Project

General

Profile

Actions

Bug #5774

open

Drop pcu_sock conn if queue length grows up to a given threshold

Added by pespin over 1 year ago. Updated 4 months ago.

Status:
Feedback
Priority:
Normal
Assignee:
Category:
-
Target version:
-
Start date:
11/18/2022
Due date:
% Done:

90%

Spec Reference:

Description

<pespin_> we seem to have some memleak or mem-kept problem with osmo-bts-trx after a while when the pcu is paused in gdb
<pespin_> my osmo-bts-trx was taking 35% of my 16GB RAM
<LaF0rge> pespin_: well, probably lots of primitives queued for the pcu socket ;)
<pespin_> probably osmo-bts-trx sees the PCU socket still alive (process paused by gdb) and keeps queueing stuff forever in the PCUIF queue
<pespin_> yeah
<fixeria> maybe it's queueing the PCUIF messages somewhere?
<pespin_> we should block the queue from growing like that
<pespin_> keep it at a meaningful maximum size and drop older messages when adding new ones if the threshold is reached
<pespin_> I'll create a ticket to remind us
<fixeria> libosmocore's write_queue allows to set the limit, AFAIR
<pespin_> yeah but it's probably not dropping the old ones
<Hoernchen_> just drop all, no point trying to fix it by keeping "recent" messages, since the whole relationship of messages is fucked up anyway
<fixeria> but it will be rejecting new messages, not old
<pespin_> Hoernchen_, still it may be able to recover that way
<Hoernchen_> how?
<pespin_> just by keeping processing new messages?
<Hoernchen_> yeah,new ones, but why bother with the ones in the queue?
<pespin_> that's why I said "up to a meaningul length" 
<Hoernchen_> it just adds complexity keping track without actually affecting the probability of the "catching up" part after missing a lot of messages
<pespin_> no need to keep 1000 of them
<fixeria> the messages are queued because the fd is not writeable, so by processing out-of-queue you'll simply block the process
<pespin_> not much complexity: if (len > 10), llist_del(list_head->next); llist_add_tail(new_msg)
<LaF0rge> i would probably simply close the pcu_socket if we detect long queue lengths
<LaF0rge> let the pcu reconnect if it recovers/restarts
<LaF0rge> so have a osmo_wqueue, and if it overflows, close the fd, done.
<LaF0rge> [and flush the queue of course when closing]
<pespin_> ack makes sense

So let's establish a good threshold (configurable to allow debugging pcu without breaking the conn?) at which osmo-bts-trx can decide the PCU is stuck and can close the conn and drop the messages until it can reconnect again successfuly.


Files

osmo-bsc_fixed.cfg osmo-bsc_fixed.cfg 3.17 KB arehbein, 02/21/2023 04:10 PM
osmo-bts-trx.cfg osmo-bts-trx.cfg 1.29 KB arehbein, 02/21/2023 04:10 PM
osmo-pcu.cfg osmo-pcu.cfg 490 Bytes arehbein, 02/21/2023 04:10 PM
Actions #1

Updated by laforge about 1 year ago

  • Assignee changed from 4368 to arehbein
Actions #2

Updated by arehbein about 1 year ago

  • Status changed from New to In Progress

Hello pespin,

two points I'd like to have some feedback on:

1. Which component/config combinations do I need to start in order to reproduce this scenario? (Any commands to trigger the queue buildup?)

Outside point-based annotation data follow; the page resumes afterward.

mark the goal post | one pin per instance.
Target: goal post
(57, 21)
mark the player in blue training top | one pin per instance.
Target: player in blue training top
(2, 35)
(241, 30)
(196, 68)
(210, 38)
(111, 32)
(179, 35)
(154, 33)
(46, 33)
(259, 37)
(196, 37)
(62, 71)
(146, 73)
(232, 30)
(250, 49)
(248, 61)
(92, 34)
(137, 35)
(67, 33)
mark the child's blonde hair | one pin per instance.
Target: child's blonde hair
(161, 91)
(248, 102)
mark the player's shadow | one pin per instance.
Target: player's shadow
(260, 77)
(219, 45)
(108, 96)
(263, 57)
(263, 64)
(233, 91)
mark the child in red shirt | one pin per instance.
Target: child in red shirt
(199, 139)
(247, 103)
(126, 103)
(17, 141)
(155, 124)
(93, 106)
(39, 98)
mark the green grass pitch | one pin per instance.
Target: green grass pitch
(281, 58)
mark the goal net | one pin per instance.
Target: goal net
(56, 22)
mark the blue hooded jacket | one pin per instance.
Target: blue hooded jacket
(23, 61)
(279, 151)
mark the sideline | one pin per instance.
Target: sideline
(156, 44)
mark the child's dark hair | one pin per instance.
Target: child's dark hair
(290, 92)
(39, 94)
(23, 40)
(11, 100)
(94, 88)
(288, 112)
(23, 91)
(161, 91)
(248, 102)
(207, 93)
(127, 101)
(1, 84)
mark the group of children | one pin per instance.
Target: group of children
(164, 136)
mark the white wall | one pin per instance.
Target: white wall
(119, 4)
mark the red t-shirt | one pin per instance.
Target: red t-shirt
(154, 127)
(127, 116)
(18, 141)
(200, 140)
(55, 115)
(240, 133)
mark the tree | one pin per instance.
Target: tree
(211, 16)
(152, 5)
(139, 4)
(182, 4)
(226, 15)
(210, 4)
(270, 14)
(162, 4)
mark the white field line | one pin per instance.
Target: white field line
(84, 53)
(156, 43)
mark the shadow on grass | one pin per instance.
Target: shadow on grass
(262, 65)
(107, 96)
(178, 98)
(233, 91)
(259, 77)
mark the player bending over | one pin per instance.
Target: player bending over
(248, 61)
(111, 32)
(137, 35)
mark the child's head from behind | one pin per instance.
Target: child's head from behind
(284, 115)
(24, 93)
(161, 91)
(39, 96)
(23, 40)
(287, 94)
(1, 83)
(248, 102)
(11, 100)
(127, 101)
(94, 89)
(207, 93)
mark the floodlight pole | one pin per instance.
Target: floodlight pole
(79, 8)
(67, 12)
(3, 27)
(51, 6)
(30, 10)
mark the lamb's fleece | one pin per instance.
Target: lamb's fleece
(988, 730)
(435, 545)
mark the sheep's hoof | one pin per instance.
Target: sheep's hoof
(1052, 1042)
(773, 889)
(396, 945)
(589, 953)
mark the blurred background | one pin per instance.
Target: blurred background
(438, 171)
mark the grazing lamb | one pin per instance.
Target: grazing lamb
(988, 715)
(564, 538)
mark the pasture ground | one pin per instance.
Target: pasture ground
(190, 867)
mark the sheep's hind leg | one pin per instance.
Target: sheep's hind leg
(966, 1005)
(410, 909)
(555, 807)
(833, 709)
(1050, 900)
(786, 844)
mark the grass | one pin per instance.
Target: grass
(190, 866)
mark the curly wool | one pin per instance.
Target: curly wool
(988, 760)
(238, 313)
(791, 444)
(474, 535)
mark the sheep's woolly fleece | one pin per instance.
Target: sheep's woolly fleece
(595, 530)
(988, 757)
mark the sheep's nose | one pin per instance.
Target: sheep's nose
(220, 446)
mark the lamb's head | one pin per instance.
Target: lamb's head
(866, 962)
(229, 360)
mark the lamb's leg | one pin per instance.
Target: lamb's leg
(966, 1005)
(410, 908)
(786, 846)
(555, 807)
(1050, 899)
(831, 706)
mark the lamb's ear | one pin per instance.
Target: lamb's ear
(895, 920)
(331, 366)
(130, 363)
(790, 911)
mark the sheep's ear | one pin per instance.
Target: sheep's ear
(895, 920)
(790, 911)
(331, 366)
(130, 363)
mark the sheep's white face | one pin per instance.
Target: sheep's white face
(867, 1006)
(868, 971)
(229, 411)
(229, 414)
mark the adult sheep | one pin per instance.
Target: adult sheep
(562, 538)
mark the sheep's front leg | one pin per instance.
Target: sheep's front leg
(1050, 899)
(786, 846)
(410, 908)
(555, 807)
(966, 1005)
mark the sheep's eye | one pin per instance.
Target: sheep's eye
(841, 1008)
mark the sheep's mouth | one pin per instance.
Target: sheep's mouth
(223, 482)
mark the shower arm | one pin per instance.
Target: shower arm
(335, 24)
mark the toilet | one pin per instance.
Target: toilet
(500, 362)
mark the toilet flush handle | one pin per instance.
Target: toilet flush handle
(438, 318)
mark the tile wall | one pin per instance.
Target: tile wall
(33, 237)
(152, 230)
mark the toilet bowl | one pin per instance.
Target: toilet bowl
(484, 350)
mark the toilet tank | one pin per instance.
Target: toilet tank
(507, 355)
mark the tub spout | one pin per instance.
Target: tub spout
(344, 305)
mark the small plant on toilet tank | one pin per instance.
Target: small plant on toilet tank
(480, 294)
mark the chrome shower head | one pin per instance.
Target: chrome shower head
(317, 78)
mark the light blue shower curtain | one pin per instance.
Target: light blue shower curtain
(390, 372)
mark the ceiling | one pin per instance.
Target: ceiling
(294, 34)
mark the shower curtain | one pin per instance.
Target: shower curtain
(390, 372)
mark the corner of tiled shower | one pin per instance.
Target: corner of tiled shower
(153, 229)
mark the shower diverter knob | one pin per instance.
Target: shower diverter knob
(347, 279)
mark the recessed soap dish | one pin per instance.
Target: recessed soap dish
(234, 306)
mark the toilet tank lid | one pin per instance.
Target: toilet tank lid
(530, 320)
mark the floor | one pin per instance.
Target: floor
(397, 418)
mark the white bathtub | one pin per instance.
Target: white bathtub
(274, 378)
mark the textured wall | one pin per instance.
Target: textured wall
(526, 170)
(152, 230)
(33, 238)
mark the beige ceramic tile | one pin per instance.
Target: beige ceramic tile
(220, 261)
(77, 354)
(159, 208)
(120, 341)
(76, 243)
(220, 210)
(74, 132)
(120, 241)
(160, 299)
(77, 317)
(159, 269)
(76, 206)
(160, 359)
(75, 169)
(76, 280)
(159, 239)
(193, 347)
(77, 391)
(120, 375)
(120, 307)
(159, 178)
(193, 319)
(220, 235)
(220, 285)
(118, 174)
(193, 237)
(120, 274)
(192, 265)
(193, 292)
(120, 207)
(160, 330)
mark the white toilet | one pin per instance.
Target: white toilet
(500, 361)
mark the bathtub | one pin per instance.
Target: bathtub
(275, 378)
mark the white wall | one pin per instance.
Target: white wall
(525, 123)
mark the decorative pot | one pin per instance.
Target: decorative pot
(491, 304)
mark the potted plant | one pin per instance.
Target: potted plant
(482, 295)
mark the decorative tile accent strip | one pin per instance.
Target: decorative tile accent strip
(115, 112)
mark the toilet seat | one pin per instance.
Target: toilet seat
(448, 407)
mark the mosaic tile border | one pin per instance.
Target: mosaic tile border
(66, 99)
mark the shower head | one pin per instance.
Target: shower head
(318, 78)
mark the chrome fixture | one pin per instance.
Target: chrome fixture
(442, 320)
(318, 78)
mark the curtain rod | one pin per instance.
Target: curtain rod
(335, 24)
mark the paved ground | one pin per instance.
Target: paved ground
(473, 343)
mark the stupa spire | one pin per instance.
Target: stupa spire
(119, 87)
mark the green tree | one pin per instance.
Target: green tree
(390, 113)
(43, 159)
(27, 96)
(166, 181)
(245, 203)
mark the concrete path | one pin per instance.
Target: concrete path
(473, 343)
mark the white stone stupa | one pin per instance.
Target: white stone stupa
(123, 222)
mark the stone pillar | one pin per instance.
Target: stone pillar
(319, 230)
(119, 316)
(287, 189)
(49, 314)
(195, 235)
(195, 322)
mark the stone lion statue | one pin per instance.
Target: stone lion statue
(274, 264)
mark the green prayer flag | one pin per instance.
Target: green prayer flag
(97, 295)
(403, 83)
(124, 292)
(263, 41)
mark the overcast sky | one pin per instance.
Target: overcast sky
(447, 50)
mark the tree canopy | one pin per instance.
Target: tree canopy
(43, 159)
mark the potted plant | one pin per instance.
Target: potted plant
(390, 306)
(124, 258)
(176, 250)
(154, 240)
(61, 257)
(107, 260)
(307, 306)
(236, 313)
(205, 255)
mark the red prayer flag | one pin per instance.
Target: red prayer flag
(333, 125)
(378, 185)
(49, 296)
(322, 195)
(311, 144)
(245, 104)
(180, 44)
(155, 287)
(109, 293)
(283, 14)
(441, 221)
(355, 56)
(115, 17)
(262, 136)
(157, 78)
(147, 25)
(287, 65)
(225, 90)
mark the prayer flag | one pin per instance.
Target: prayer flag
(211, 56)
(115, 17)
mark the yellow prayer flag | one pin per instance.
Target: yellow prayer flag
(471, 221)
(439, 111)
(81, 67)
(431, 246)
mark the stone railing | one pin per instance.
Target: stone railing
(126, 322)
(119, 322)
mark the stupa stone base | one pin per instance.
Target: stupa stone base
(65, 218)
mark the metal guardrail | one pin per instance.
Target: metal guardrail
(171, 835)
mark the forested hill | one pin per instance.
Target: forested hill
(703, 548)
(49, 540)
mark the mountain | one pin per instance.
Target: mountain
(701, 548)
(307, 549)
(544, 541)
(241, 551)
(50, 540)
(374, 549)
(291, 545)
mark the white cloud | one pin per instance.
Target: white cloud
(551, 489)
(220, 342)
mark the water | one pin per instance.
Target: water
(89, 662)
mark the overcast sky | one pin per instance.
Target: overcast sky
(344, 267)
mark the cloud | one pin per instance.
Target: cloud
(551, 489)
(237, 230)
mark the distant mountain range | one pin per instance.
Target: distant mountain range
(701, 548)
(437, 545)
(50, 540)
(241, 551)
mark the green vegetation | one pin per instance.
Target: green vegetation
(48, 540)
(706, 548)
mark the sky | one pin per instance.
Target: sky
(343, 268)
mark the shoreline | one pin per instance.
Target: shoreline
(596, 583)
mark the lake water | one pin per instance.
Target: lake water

Here are the commands I ran and some output:

osmocom-bb/src/target/trx_toolkit$ ./fake_trx.py -R 127.0.0.1

osmo-bsc$ ./src/osmo-bsc/osmo-bsc -c doc/examples/osmo-bsc/osmo-bsc-4trx.cfg

<0022> ../../src/m3ua.c:508 XUA_AS(as-clnt-A-0-m3ua)[0x612000010d20]{AS_DOWN}: Event AS-TRANSFER.req not permitted

osmo-pcu$ ./src/osmo-pcu -c ./doc/examples/osmo-pcu.cfg

<0001> osmobts_sock.c:238 osmo-bts PCU socket /tmp/pcu_bts has been connected
<0001> pcu_l1_if.cpp:1119 Received message for new BTS0
<0001> pcu_l1_if.cpp:732 BTS not available

osmo-bts$ ./src/osmo-bts-trx/osmo-bts-trx -c ./doc/examples/trx/osmo-bts-trx.cfg

<0012> ../../src/input/ipaccess.c:1098 enabling ipaccess BTS mode, OML connecting to 192.168.122.1:3002
<000b> trx_if.c:1266 phy0.0: Opening TRXC/TRXD connections
<0009> pcu_sock.c:1191 PCU socket connected to external PCU
<0001> oml.c:90 OC=GPRS-CELL INST=(00,ff,ff): Sending PCU version report to BSC: 1.2.0.1-d8ce
<0001> oml.c:90 OC=GPRS-CELL INST=(00,ff,ff): Sending PCU version report to BSC: 1.2.0.1-d8ce
<0001> oml.c:90 OC=GPRS-CELL INST=(00,ff,ff): Sending PCU version report to BSC: 1.2.0.1-d8ce
...

Seems like the BTS doesn't advertise itself as available for whatever reason. I'm not sure what's going on/if that means anything for this testcase etc., would appreciate some help with setting up the case referred to in the issue description, plus the approximate amount of time (i.e. magnitude) it took to build up that RAM usage.

2. Current approach

I thought I'd ask before coding away in this case... especially since I haven't yet been able to reproduce the error and am currently going on what I've read in the code/here.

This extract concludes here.